Caladenia sigmoidea, commonly known as the sigmoid spider orchid, is a species of orchid endemic to the south-west of Western Australia. It has a single erect, hairy leaf and usually only one red and cream-coloured flowers with an unusual S-shaped labellum.

== Description ==
Caladenia sigmoidea is a terrestrial, perennial, deciduous, herb with an underground tuber and a single erect, hairy leaf, 70-120 mm long and about 3 mm wide. Usually only one red and cream-coloured flower, 30-40 mm long and 20-30 mm wide is borne on a stalk 50-150 mm tall. The sepals and petals have thick, brown, club-like glandular tips 4-6 mm long. The dorsal sepal is erect, 15-20 mm long and about 1 mm wide. The lateral sepals are 15-20 mm long and about 2 mm wide and curve stiffly downwards. The petals are 15-20 mm long, about 1 mm wide and curve stiffly upwards. The labellum is 8-10 mm long, 5-6 mm wide and creamy white with red stripes. The sides of the labellum have up to six short teeth on each side and there are two rows of red, anvil-shaped calli along its mid-line. The shape of the labellum is unusual in that it curves downward but with the tip turned up, producing an S-shape when viewed from the side. Flowering is from August to September.

== Taxonomy and naming ==
Caladenia sigmoidea was first formally described by Richard Rogers in 1938 from a specimen collected at Kumarl near Salmon Gums, and the description was published in Transactions and Proceedings of the Royal Society of South Australia. The specific epithet (sigmoidea) is "from the Latin sigmoideus (sigmoid, curved like the letter S), alluding to the sigmoid shaped labellum".

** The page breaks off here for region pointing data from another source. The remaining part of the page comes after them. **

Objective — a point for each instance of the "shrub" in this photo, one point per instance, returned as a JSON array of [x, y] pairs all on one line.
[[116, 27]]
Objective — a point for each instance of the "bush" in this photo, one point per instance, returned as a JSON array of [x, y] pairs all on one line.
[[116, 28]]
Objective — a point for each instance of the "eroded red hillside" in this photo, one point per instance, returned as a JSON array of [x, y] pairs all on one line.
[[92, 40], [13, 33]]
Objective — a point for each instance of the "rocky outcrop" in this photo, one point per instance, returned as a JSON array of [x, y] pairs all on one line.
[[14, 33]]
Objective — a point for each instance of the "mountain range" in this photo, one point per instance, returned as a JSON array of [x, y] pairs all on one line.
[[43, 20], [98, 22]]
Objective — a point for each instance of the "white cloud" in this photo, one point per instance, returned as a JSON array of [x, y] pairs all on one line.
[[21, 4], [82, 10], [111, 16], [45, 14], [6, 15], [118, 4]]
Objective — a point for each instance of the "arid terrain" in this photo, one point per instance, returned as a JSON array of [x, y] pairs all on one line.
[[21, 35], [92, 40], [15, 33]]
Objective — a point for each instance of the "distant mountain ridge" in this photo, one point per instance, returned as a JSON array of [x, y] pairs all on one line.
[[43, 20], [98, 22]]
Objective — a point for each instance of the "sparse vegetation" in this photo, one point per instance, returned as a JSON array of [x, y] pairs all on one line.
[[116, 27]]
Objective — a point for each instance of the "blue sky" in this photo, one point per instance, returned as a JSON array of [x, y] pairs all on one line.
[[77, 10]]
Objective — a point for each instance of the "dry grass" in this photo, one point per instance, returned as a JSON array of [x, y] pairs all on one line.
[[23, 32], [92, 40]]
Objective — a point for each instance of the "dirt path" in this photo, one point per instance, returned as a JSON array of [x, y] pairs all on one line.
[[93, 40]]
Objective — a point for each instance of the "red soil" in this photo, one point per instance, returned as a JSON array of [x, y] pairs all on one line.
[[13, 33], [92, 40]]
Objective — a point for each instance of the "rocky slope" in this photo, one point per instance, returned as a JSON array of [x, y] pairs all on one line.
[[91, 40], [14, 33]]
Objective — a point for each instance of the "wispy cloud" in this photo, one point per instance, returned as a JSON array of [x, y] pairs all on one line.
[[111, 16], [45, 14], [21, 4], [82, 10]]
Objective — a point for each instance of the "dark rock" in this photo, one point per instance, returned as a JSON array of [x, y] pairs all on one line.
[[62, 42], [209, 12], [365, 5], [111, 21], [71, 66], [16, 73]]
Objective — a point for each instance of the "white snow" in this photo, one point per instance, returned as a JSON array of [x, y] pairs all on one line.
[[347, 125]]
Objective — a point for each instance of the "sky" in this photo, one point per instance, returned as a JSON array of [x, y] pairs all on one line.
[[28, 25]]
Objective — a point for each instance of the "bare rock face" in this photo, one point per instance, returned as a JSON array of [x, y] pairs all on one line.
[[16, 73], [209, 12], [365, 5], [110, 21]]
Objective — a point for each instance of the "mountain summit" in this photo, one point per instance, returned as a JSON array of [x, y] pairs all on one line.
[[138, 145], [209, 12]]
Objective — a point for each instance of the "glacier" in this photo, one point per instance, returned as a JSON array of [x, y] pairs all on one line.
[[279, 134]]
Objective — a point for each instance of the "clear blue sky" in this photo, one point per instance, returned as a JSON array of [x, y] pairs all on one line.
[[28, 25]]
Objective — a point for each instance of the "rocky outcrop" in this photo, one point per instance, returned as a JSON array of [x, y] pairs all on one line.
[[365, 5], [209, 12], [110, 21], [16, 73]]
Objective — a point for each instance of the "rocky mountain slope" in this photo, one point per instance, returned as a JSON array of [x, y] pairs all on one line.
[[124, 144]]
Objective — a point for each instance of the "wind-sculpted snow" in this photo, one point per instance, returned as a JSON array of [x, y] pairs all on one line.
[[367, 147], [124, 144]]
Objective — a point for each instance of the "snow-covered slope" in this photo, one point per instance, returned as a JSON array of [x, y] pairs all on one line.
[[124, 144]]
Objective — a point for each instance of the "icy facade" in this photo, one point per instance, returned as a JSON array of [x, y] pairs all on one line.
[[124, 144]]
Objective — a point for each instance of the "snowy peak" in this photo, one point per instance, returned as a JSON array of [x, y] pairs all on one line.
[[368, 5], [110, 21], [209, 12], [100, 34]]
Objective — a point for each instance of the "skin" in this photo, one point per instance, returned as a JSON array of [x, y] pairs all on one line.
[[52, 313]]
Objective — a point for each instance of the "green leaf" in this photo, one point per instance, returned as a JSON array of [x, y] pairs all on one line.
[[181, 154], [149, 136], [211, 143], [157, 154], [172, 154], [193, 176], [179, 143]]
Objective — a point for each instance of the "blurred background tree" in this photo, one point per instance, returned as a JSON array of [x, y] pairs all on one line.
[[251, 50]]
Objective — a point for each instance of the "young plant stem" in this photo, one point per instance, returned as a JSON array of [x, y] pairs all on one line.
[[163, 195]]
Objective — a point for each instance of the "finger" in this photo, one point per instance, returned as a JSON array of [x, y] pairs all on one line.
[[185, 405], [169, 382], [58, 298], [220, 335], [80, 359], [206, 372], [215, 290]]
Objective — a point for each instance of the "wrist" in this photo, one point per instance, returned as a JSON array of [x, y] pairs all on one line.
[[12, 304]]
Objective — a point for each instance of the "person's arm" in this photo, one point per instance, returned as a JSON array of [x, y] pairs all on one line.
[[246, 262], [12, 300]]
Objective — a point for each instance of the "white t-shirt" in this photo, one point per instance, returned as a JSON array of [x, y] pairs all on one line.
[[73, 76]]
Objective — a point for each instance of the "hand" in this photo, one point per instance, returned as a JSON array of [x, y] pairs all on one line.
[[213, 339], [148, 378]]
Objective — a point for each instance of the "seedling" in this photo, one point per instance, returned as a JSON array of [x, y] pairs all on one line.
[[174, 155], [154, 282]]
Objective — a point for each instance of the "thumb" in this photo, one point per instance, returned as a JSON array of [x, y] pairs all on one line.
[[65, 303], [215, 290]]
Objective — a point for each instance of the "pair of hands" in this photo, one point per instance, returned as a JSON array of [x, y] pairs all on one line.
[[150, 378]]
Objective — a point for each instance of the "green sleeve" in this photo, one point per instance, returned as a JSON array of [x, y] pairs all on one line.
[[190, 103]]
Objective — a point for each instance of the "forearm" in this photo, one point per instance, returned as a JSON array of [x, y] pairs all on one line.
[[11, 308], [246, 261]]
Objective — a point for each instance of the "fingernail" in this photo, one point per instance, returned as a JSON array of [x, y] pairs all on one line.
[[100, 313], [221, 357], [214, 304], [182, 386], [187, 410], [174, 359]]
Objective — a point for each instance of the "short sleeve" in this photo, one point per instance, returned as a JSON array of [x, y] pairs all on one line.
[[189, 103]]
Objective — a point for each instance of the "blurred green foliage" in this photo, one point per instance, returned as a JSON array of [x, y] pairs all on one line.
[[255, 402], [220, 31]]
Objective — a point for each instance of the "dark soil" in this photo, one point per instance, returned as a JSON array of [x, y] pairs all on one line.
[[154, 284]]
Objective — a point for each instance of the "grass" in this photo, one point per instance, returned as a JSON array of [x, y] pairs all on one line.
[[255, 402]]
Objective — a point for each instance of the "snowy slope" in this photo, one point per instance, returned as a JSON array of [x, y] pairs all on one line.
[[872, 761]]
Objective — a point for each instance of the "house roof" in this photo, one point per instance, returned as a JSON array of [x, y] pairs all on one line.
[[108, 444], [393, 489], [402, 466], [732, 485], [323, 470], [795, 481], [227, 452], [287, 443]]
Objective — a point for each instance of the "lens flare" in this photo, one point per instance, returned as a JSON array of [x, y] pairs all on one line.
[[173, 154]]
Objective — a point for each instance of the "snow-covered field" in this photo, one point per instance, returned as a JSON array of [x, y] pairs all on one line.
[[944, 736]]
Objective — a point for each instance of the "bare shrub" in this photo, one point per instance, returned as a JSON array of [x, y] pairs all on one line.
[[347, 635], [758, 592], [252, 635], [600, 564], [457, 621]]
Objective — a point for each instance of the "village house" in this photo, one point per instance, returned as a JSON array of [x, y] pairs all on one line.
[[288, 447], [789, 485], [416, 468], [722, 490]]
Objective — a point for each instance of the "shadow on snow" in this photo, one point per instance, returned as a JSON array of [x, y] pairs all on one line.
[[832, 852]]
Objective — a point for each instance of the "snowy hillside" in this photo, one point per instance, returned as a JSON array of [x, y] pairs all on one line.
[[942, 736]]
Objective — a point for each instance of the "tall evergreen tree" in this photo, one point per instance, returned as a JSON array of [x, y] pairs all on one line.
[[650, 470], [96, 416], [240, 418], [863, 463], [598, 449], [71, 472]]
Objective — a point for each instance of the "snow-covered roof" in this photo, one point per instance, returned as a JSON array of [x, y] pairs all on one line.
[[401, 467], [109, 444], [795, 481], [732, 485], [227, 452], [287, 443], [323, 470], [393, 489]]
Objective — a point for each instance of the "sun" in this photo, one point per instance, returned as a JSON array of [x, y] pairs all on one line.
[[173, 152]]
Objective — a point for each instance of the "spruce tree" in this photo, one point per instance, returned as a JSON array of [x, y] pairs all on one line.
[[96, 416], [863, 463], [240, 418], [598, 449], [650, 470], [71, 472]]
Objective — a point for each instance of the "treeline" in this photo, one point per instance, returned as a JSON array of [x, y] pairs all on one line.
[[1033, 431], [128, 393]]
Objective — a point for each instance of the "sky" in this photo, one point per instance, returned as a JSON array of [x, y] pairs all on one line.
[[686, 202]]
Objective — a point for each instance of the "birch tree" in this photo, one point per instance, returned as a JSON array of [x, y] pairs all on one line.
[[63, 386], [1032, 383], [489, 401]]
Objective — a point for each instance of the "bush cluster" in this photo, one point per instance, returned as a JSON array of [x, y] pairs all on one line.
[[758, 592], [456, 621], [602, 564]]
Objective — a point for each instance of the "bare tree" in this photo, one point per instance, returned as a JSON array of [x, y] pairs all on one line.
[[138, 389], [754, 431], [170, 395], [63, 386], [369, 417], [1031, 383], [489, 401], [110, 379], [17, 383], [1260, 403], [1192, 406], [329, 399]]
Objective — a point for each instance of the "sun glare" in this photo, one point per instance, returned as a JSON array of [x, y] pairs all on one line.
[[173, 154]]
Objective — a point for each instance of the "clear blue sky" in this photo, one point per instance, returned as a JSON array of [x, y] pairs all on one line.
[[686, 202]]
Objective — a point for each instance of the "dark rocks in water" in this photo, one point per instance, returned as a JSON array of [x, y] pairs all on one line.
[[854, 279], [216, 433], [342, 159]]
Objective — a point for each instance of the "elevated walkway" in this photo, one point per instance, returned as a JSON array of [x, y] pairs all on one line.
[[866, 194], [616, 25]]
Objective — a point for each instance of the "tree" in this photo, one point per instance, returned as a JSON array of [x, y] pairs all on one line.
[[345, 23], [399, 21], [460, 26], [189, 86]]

== Distribution and habitat ==
The sigmoid spider orchid is widespread between Mount Jackson and Mount Ragged in the Avon Wheatbelt, Coolgardie and Mallee biogeographic regions where it grows on stony hills, woodland and on granite outcrops.

==Conservation==
Caladenia sigmoidea is classified as "not threatened" by the Western Australian Government Department of Parks and Wildlife.